Liudvinavas (Ludvinove)

54°29' 23°21'


Liudvinavas (Ludvinove in Yiddish) is situated in the southwestern part of Lithuania, about 9 km. south of the district administrative center of Mariampol (Marijampole), on the banks of the Sesupe River and on the road to Alite (Alytus). It developed from a lodging place for hunters into a town and in 1719 it was granted the Magdeburg Rights for self-rule.

Until 1795 Ludvinove was included in the Polish-Lithuanian Kingdom. According to the third division of Poland in the same year by the three superpowers of those times, Russia, Prussia and Austria, Lithuania was divided between Russia and Prussia. The part of the country that lay to the west of the Nieman (Nemunas) River, including Ludvinove, was handed over to Prussia. From 1795 to 1807 the town was under Prussian rule. Between 1807 and 1813 Ludvinove was controlled by the Great Dukedom of Warsaw. In 1813, after the defeat of Napoleon, all of Lithuania was annexed to Russia, and Ludvinove was included in the Augustowa province (Gubernia) and in subsequent years in the Suwalk Gubernia. In the years of independent Lithuania (1918-1940) Ludvinove was a county administrative center. In World War I, in the first half of 1915, the town was on the front line between the Russian and the German armies and as a result it was totally destroyed by fire.

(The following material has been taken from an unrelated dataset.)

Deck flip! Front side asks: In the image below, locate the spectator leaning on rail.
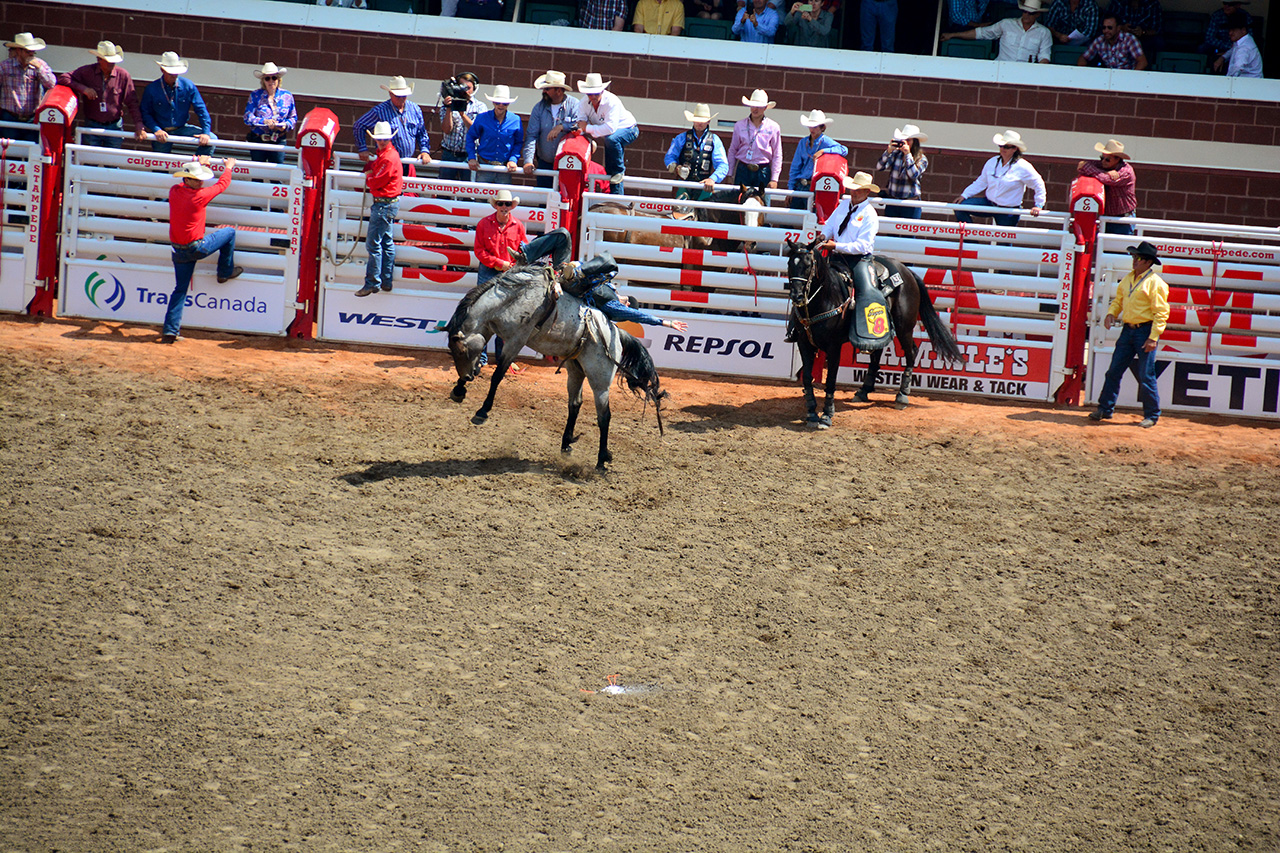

There were eight Jews in Ludvinove in 1662, but only after they were granted privileges from King August III on May 21, 1742, did Jews began to settle there. Most of them dealt in commerce and the others in agriculture. Their economic situation was then fair. In 1856, the population was 1,528 including 1,055 Jews (69%).

In 1886 a fire burned down half of the town including the synagogue and the Beth Midrash with their entire contents. On Hol Hamoed Succoth of 5649 (1888) a big fire destroyed about 300 houses. Wealthy people lost everything and needed aid from neighboring communities. On October 4, 1888 the Hebrew newspaper HaMelitz reported on the generous help that the Jewish community of Kalvarija gave to the victims of the fire.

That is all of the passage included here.